I have a Windows service written in C# that spawns several worker threads. Those threads are supposed to loop every X minutes until the service is stopped, which works very well in most cases. But, there is one thread that appears to be stopping for no reason. We already have a try/catch block with logging code around the thread’s entire function, but it never logs any exceptions.

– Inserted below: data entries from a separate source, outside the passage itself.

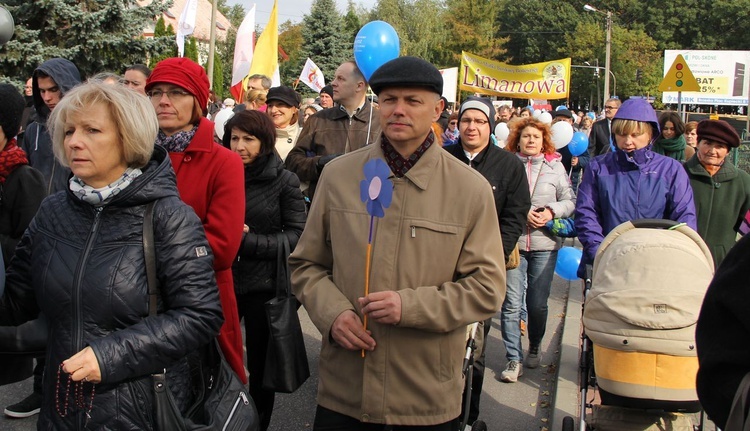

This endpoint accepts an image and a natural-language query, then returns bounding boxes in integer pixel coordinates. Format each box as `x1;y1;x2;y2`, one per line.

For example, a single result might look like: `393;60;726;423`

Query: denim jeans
500;251;557;362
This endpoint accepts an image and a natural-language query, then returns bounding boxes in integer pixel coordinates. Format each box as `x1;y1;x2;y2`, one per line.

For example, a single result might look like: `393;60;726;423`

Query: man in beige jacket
289;57;505;431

In .NET, is there any way to monitor a thread from another process and record when/why/how it stopped?
More details
The code that spawns the thread looks like this:
try
{
// Create a new thread for processing Incoming Emails
IncomingEmailThread = new Thread(new ThreadStart(ProcessIncomingEmails));
IncomingEmailThread.Start();
LogEvent("Service Started", EventLogEntryType.Information);
}
catch (Exception e)
{
LogEvent(e.Message, EventLogEntryType.Error);
}
And the code inside the thread looks like this:
while (!Closing)
{
try
{
// Wait for 5 minutes before running.
InterruptableSleep.WaitOne(300000, false);
// Process the incoming email for all instances
string[] Instances = Settings.GetAllInstances();
foreach (string Instance in Instances)
{
Logic.IncomingEmail IncomingEmailInstance = new Logic.IncomingEmail(Instance);
IncomingEmailInstance.CreateRecordsFromIncomingEmail();
}
}
catch (Exception ex)
{
// Log the exception and then eat it so it doesn't stop the thread
LogEvent(ex.Message + "\r\n" + ex.StackTrace, EventLogEntryType.Error);
}
}
The problem is not caused by the Closing flag, because this loop usually runs for several days before it stops working. The problem is not an exception inside CreateRecordsFromIncomingEmail(), because the catch block has not logged any exceptions. Our logging code writes directly to the Windows event log, we use it throughout the product, and it is very reliable.
Unfortunately, we can’t use a debugger, because we’ve only seen the problem on one production server. We haven’t been able to reproduce it in dev, or on any other servers.
We never did find a solution, but the problem stopped happening. We decided to just add some logging code in case it ever happens again.